Three- and five-factor I-optimal designs will generate the same unique trials as a CCD for the respective number of factors. When you have multiple factor types in addition to continuous – such as categorical, restrictions on the design space, nonstandard models or a custom run budget – consider algorithmic designs for their added flexibility.
An example of a central composite design
Suppose we want to find the optimal factor settings for maximizing Seal Strength of bread wrappers. From previous knowledge, we know that the three continuous factors % Polyethylene, Cooling Temperature, and Sealing Temperature are important. We decide to run a central composite design to understand the shape of the response surface with a second-order model. First, we define the response goals and the factor settings.
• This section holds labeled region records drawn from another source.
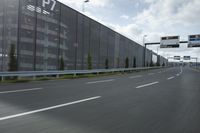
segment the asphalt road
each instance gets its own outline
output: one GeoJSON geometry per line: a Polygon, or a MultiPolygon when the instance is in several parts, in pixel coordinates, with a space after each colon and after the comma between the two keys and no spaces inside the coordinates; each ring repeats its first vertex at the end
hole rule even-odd
{"type": "Polygon", "coordinates": [[[2,84],[0,133],[200,133],[200,72],[2,84]]]}

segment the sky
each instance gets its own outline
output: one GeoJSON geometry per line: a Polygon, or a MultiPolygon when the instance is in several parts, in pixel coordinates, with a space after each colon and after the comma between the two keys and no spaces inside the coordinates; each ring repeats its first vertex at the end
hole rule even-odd
{"type": "MultiPolygon", "coordinates": [[[[187,41],[188,35],[200,34],[200,0],[90,0],[84,4],[84,12],[84,0],[58,1],[140,45],[144,35],[145,42],[159,42],[162,36],[179,35],[181,41],[187,41]]],[[[191,56],[200,61],[200,48],[187,48],[187,44],[180,44],[180,48],[147,48],[166,58],[191,56]]]]}

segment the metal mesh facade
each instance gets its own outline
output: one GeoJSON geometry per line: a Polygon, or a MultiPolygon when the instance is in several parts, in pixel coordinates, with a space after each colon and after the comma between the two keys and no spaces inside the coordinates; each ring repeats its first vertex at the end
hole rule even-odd
{"type": "MultiPolygon", "coordinates": [[[[0,71],[8,70],[10,45],[19,71],[143,66],[144,48],[68,6],[43,0],[0,0],[0,71]]],[[[152,52],[147,50],[146,61],[152,52]]],[[[162,58],[160,61],[166,62],[162,58]]]]}

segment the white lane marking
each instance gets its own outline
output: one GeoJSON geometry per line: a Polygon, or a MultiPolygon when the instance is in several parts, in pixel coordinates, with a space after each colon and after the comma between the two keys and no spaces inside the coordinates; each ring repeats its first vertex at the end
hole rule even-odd
{"type": "Polygon", "coordinates": [[[135,79],[135,78],[141,78],[142,77],[142,75],[136,75],[136,76],[131,76],[131,77],[129,77],[130,79],[135,79]]]}
{"type": "Polygon", "coordinates": [[[69,106],[69,105],[73,105],[73,104],[77,104],[77,103],[91,101],[91,100],[95,100],[95,99],[98,99],[98,98],[101,98],[101,96],[86,98],[86,99],[82,99],[82,100],[78,100],[78,101],[74,101],[74,102],[69,102],[69,103],[65,103],[65,104],[60,104],[60,105],[51,106],[51,107],[47,107],[47,108],[42,108],[42,109],[38,109],[38,110],[33,110],[33,111],[29,111],[29,112],[24,112],[24,113],[20,113],[20,114],[1,117],[0,121],[13,119],[13,118],[21,117],[21,116],[25,116],[25,115],[31,115],[31,114],[35,114],[35,113],[39,113],[39,112],[48,111],[48,110],[53,110],[53,109],[56,109],[56,108],[61,108],[61,107],[65,107],[65,106],[69,106]]]}
{"type": "Polygon", "coordinates": [[[154,75],[155,73],[149,73],[148,75],[154,75]]]}
{"type": "Polygon", "coordinates": [[[115,81],[115,79],[92,81],[92,82],[87,82],[86,84],[96,84],[96,83],[105,83],[105,82],[113,82],[113,81],[115,81]]]}
{"type": "Polygon", "coordinates": [[[138,86],[138,87],[136,87],[136,88],[139,89],[139,88],[143,88],[143,87],[150,86],[150,85],[154,85],[154,84],[158,84],[158,83],[159,83],[159,82],[156,81],[156,82],[152,82],[152,83],[149,83],[149,84],[140,85],[140,86],[138,86]]]}
{"type": "Polygon", "coordinates": [[[174,78],[174,76],[167,78],[167,80],[171,80],[171,79],[173,79],[173,78],[174,78]]]}
{"type": "Polygon", "coordinates": [[[36,91],[42,90],[43,88],[32,88],[32,89],[21,89],[21,90],[13,90],[13,91],[2,91],[0,94],[7,94],[7,93],[17,93],[17,92],[27,92],[27,91],[36,91]]]}

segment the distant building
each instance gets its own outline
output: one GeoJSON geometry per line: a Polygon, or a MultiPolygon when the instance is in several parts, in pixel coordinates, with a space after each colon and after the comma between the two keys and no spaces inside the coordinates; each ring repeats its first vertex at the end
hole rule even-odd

The response and factors are:
- Seal Strength: The response goal is maximize (higher is better).
- % Polyethylene: The factor range is 85-95 (mid-point is 90).
- Cooling Temperature: The factor range is 120°-140° (mid-point is 130°).
- Sealing Temperature: The factor range is 220°-240° (mid-point is 230°).
Each continuous factor is tested at a low, middle, and high value in a CCD to produce a second-order model with quadratic and interaction terms. As an example, % Polyethylene is tested at 85, 90, and 95. With three continuous factors, we choose a CCD with uniform precision of 20 runs. There are eight runs for the factorial points, six runs for the axial points on face, and six runs for the center points. Uniform precision means the number of center points is chosen so prediction variance is approximately the same at the center and at the corners of the design. Below is the randomized design table with a column that shows the pattern of the design points.
For educational purposes, the same table is shown below but in sorted order to see the three different design points. In addition, the design points are shown visually. In the table and figure, factorial points are shown as black squares, center points as blue circles, and axial points as orange diamonds.
The values for Seal Strength are recorded in the data table after the experiment is executed, following the original randomized design run order to break correlation with any potentially unknown or lurking variables.
To analyze the experimental data, we use multiple linear regression to fit the initial “full” specified statistical model for Seal Strength. The terms for this second-order model include the following:
- Intercept.
- Three main effects (% Polyethylene, Cooling Temperature, and Sealing Temperature).
- Three two-factor interactions.
- Three quadratic effects.
Looking at the effect summary for the model with the active effects, we see that curvature is an active effect for Sealing Temperature with the quadratic term. We keep all the terms in the model for optimization and see if there is a maximum for Sealing Temperature, if one exists.
We can look at the model for Seal Strength with cross-sections of the surface, or profiles. Currently with the factors set at their respective midpoints, we predict a Seal Strength of 10.04. We want to optimize to find a combination of factor settings that produce the highest Seal Strength.
In this example, we see that setting % Polyethylene to 92.61, Cooling Temperature to 131.75, and Sealing Temperature to 226.22 is predicted to give a maximum value of 10.35 for Seal Strength. These settings give a desirability of 0.67, indicating we have reached approximately 67% of our goal to maximize Seal Strength. There might be other factor combinations that would produce similar results.